Aqueles olhos que lembram

Lá onde o vento faz a curva, o Judas perde as meias… Naquele pequeno povoado sem nenhuma sala de teatro e onde o pequeno cinema de outrora, hoje transformado em templo, ainda despertava a nostalgia dos antigos beijos de namorados e emoções de uma distante e empoeirada Hollywood, o cheiro de pipoca, vez por outra, voltava a tomar os ares.  Como uma lembrança de que todos ali eram vivos, as vozes dos meninos que corriam pelas ruas soavam como trombetas de anjos da alegria:

– O circo chegou!

Mal sabiam eles que aquela seria a última praça. Ao arriar aquela lona, encerraria a sua longa carreira Dona Amaralina, cansada de tantas lutas, debilitada de saúde e já sem a ajuda de seu Amarantes, companheiro de arte, amor e lutas ao longo de décadas, até que um ataque fulminante o subtraiu dos picadeiros da vida.

Amarantes e Amaralina, poderiam ser José, Maria, Expedito… São milhares de circenses que ao longo de séculos de história entregaram a sua vida à difícil arte de viver o circo e fazer  circo em um país que os aplaude, mas os exclui, discrimina e persegue.

O cidadão circense, além de viver os desafios da vida nômade, é testemunha viva de um Brasil que muitos tentam varrer para baixo do tapete.

O circo chega em cidades que não têm sequer uma sala de teatro. Chega a cidades nas quais o cinema é apenas uma nostálgica lembrança de tempos idos e a própria televisão, veículo de massa por excelência, não chega, a menos que por intermédio de antenas parabólicas.

O circo chega aonde não chega a luz, a saúde, o esgoto e oferece um espetáculo inesquecível às populações interioranas, curiosamente sem ser na maioria das vezes sequer citado nas políticas públicas que visam a interiorização da fruição cultural e do incentivo à cultura.

O circo é a cultura em movimento. Chega onde o Brasil das cidades parece não querer enxergar.

Isso estabelece um paradoxo quando nos defrontamos com os debates nos meios oficiais visando ampliação geográfica, da fruição de bens culturais fomentados. Cadê o circo?

Estatísticas referentes à Lei Rouanet, mostram-na historicamente ineficaz em fazê-la chegar ao circo tradicional itinerante. A situação poderia ser contrabalançada por outros mecanismos, os quais já se mais eficazes. Porém mesmo nesses mecanismos o circo ainda permanece como “primo pobre” das artes cênicas. Sempre com dotações menores que outras expressões também importantíssimas como teatro e dança.
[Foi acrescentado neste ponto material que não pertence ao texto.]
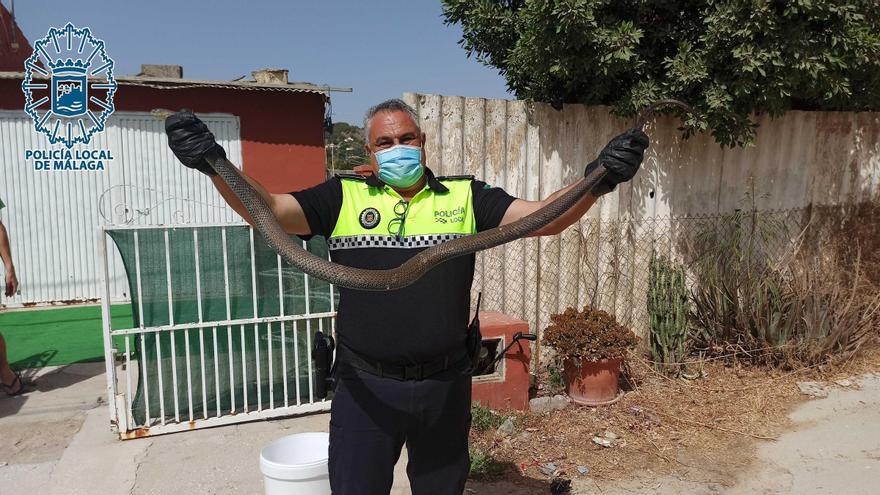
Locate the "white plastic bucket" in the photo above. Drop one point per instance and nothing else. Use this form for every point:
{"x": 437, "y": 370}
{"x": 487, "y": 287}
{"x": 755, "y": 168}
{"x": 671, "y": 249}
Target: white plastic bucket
{"x": 296, "y": 465}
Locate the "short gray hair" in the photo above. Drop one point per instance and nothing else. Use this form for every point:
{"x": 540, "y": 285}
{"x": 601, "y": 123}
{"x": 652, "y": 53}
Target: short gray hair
{"x": 392, "y": 105}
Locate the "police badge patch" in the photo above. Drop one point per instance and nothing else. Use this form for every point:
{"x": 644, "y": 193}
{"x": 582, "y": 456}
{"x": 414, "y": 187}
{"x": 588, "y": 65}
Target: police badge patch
{"x": 369, "y": 218}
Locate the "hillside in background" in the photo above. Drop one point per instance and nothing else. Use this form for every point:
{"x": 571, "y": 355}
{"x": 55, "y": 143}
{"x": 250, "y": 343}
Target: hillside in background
{"x": 345, "y": 147}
As políticas públicas de inclusão do Circo chegaram para ficar. Inicialmente tímidas, progressivamente estão mostrando resultados animadores, os quais têm motivado investimentos progressivamente maiores.  Ainda pode-se dizer que estamos em uma fase que pode ser chamada de emergencial. O circense despertou para a importância da organização coletiva e de lutar por seus direitos de cidadania. O poder público vem aprendendo, ensinando e se convencendo que o circo existe. Saímos da fase da invisibilidade para a fase da construção de políticas de Estado.

O grande desafio é ampliá-las.

Dona Amaralina, em seu olhar cansado, de tantas lutas e carregado de tantas lembranças, é a personagem com a qual nos defrontamos em cada circo que ainda luta para superar as dificuldades do historicamente excluído.  É o circense doente e cansado, no fim da vida, que ainda tem que encarar a má vontade de algumas autoridades municipais que não se importam com o direito de seus cidadãos a usufruírem da alegria, cultura e diversão proporcionada pelo circo, e por isso impõem dificuldades para a chegada do circo às suas populações.

Dona Amaralina é a guerreira ferida, cansada de lutar, que pela última vez recolhe sua tenda e aguarda o dia da morte. Aqueles olhos, também são a lembrança do nosso dever. O dever de prosseguir nessa luta. A luta pelo respeito, pela inclusão, a luta pelos direitos civis e pelo reconhecimento pleno de uma realidade que se impõe:

O Circo chegou! E ele chega a cada semana onde poucos agentes culturais se atrevem a chegar com tal coragem, superação e esforço.

Que o reconhecimento a essa expressão se amplie cada vez mais. E que esse a esse reconhecimento seja permitido chegar a todos os circos do Brasil.

Que os olhos de cada circense cansado de tantas lutas, nos lembre, a cada dia, que não podemos perder um dia sequer.